Platinum and gold are the most popular choices of metal for diamond rings. Platinum is considered more elegant and sophisticated. It is extremely durable and its pure white color will not impart any color to the diamond. Platinum does a marvelous job of showcasing the stone and is the preferred setting for diamonds of higher quality. Gold, however, is extremely popular and a very acceptable choice. Rings typically come in 14K or 18K gold, yellow or white. The K refers to carat, or percentage of actual gold. Anything higher than 18K is considered soft and therefore not a good choice for a ring.
A diamond’s value is based on the 4 C’s: cut, color, carat and clarity. Cut can refer to the shape of the diamond, such as round, princess and marquise, as well as how expertly its facets are cut to refract light. Carat is the weight of the diamond. One carat is 200 milligrams. Certain shapes, particularly pear and marquise, are excellent choices for smaller diamond engagement rings as the cut makes the stone look larger than its carat weight. A diamond’s color is classified or “graded” using the letters D through Z. D is the most colorless and most valuable, whereas Z has the most color.
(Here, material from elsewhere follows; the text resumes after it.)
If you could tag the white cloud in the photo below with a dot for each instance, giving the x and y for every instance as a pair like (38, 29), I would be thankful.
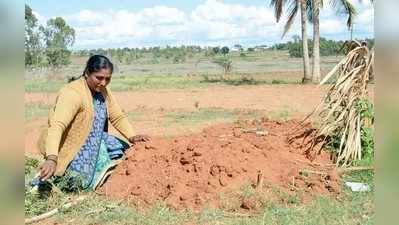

A diamond’s clarity is a measure of the ability of light to pass through it unimpeded. Loose diamonds typically have “inclusions” or small blemishes that hamper its brilliance. However, only those flaws visible at 10x magnification are considered when assigning the diamond’s clarity rating. Clarity is graded from F for flawless through I1, I2 and I3 for inclusions visible to the naked eye. Diamond jewelry rings with higher clarity grades will appear more sparkling and brilliant. The true value, though, lies in the eyes of the one who wears it. It should reflect her tastes or his style.